- Directed by: Alex Cox
- Written by: Frank Cottrell Boyce
- Produced by: Margaret Matheson Tod Davies
- Starring: Christopher Eccleston Eddie Izzard Derek Jacobi Andrew Schofield Tony Booth
- Cinematography: Len Gowing
- Edited by: Ray Fowlis
- Music by: Chumbawamba
- Distributed by: World Cinema Ltd.
- Release date: 6 August 2002 (Locarno Film Festival);
- Running time: 106 minutes
- Country: England
- Language: English

= Revengers Tragedy =

2002 film by Alex Cox

Revengers Tragedy is a 2002 film adaptation of the 1606 play The Revenger's Tragedy (attributed to Thomas Middleton in the credits, following the scholarly consensus). It was directed by Alex Cox and adapted for the screen by Cox's fellow Liverpudlian, Frank Cottrell-Boyce. The film stars Christopher Eccleston as the revenge-obsessed Vindici, with Derek Jacobi as the evil Duke, Eddie Izzard as his lecherous son Lussurioso, Diana Quick as the Duchess, Andrew Schofield as Vindice's brother Carlo (a version of the play's Hippolito), Carla Henry as his virtuous sister Castiza, and Marc Warren and Justin Salinger as the Duchess's sons Supervacuo and Ambitioso.

==Synopsis==
The original play is set in a depraved Italian court, but Cottrell Boyce's screenplay relocates it to a futuristic version of Liverpool in the year 2011, following the aftermath of a natural disaster which has destroyed the southern half of Great Britain. The city is a dystopia in which society is collapsing and where vendettas and the crude exercise of power are the norm. Jacobi's Duke is the most powerful crime lord in the city. Cottrell Boyce's script rearranges the play heavily and mixes the original Jacobean language with modern language.

==Cast==

- Christopher Eccleston as Vindici
- Kevin Knapman as Firework
- Michael Ryan as 1st Thug
- Andrew Schofield as Carlo
- Paul Reynolds as Junior
- Justin Salinger as Ambitioso
- Eddie Izzard as Lussurioso
- Marc Warren as Supervacuo
- Carla Henry as Castiza
- Shaun Mason as Hippolito
- Sophie Dahl as Imogen
- Anthony Booth as Antonio
- Derek Jacobi as Duke
- Diana Quick as Duchess
- Alex Cox as Duke's Driver
- Margi Clarke as Hannah
- Tony Maudsley as Executioner
- Charles De'Ath as Sordido

==Production==
Revengers Tragedy was shot and edited in Liverpool with an almost entirely local crew, including cinematographer Len Gowing, costumer Monica Aslanian, makeup designer Lesley Brennan and assistant director Kim Ryan. Cox's usual production designer, Cecilia Montiel prepared a visual strategy which was executed by her co-designer Remi Vaughan-Richards. The producers were Margaret Matheson (who executive produced Cox's Sid and Nancy for Zenith) and Tod Davies (Cox's wife, who also wrote and produced Cox's Three Businessmen).

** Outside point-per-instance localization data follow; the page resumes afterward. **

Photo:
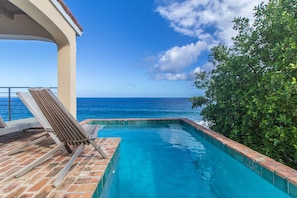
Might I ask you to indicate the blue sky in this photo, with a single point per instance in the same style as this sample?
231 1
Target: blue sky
131 48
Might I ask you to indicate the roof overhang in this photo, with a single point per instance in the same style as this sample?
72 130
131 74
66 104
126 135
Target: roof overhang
19 23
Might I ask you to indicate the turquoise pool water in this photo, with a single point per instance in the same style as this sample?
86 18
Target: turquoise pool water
171 162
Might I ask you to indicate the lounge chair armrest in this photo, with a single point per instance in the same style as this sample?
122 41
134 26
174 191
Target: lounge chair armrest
92 130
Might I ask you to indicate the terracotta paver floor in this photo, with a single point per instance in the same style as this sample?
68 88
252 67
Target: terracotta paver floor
80 181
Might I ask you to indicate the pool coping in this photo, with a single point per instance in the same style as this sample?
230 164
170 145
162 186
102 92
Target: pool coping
280 175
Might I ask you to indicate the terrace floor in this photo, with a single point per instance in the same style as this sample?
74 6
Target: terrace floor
80 182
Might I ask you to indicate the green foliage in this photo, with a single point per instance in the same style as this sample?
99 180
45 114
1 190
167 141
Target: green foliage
251 95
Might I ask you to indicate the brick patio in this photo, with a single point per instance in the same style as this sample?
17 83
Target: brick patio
80 182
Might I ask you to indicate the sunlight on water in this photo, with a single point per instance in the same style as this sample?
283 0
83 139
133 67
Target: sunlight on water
170 162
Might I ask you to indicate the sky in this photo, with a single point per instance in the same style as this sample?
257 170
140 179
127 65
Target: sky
131 48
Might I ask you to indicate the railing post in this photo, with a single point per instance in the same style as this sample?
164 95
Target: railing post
9 103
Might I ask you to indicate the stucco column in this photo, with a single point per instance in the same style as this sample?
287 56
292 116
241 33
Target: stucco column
67 76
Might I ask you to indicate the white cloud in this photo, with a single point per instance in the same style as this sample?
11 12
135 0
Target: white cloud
204 19
178 58
208 21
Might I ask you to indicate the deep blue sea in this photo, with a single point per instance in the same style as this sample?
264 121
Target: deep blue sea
136 108
115 108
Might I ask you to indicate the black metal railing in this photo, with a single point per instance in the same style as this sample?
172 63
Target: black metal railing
11 107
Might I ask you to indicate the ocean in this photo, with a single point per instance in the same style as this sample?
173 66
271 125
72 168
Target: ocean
116 108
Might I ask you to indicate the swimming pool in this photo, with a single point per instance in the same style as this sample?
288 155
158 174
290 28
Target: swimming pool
169 160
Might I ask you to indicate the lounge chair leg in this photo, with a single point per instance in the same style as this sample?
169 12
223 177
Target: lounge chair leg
98 149
37 161
28 144
63 172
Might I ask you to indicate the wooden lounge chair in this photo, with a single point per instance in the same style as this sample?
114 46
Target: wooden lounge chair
32 106
18 125
66 128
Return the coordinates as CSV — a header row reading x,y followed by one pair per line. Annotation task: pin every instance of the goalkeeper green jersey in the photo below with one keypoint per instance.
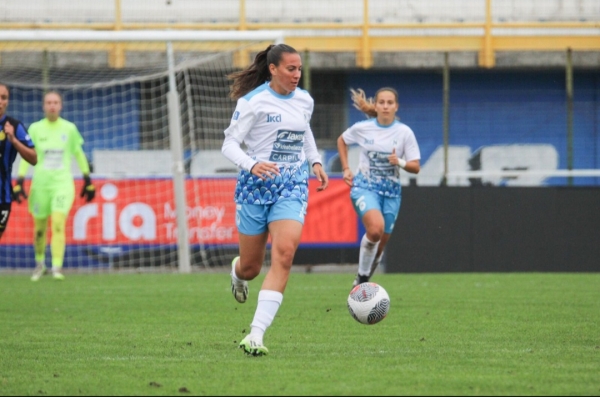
x,y
55,143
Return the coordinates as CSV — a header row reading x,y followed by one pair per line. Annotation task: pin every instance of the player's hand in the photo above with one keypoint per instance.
x,y
265,170
321,176
395,160
9,129
88,191
348,177
18,191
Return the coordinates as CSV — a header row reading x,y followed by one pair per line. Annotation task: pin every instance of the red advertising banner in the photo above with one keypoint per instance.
x,y
142,211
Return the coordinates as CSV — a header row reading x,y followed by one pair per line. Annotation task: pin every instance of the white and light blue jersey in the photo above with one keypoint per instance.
x,y
377,143
275,128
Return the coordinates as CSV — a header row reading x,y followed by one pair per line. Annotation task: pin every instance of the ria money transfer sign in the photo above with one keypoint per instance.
x,y
142,211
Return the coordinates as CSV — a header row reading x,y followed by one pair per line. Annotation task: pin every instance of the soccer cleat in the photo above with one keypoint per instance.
x,y
57,275
239,288
253,347
38,272
360,279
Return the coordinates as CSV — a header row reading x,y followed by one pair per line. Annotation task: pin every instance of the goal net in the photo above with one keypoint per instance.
x,y
115,88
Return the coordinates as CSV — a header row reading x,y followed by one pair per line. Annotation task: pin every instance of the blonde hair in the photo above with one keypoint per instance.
x,y
367,105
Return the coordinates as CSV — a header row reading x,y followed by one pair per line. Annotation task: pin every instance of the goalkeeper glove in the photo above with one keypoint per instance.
x,y
18,192
88,191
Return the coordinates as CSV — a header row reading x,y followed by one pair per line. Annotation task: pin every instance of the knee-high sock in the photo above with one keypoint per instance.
x,y
268,304
59,239
39,239
368,250
375,264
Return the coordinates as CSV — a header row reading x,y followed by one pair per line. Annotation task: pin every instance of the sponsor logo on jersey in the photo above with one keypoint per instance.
x,y
273,118
288,146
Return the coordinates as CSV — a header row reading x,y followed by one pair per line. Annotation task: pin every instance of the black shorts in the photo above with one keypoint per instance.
x,y
4,215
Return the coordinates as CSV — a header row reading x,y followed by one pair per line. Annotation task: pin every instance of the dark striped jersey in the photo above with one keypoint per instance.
x,y
8,154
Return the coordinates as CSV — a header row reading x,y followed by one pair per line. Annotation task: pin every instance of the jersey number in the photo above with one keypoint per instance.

The soundtrack of the same name was written and performed by Chumbawamba. In 2003, it was released by the band on their independent record label, MUTT.

The film was originally intended to end with a montage of the World Trade Center exploding as Vindici whispered "revenge", but this was removed at the request of the film's stakeholders.

==Reception==
The BBC's Jamie Russell gave the film 3/5 stars, stating "it exaggerates the play's confused identities, deliberate miscommunications, and sarcastic asides into an overblown exercise in outright camp." The review further states that the film's messages are "ultimately let down by the film's rough edges", and contains "moments that are painfully amateurish", stating that the film "ultimately annoys as much as it exhilarates."
Varietys Deborah Young described the film as "ambitious, sometimes exhilarating but ultimately not very new attempt to unleash the power of great literature past by punking it up." The Time Out Film Guide commented: "The stylistic intention, presumably, was old meets new with a Luhrmann-like flourish, but the modest resources on display result in a look somewhere between threadbare Jarman and school play. One struggles to be impressed."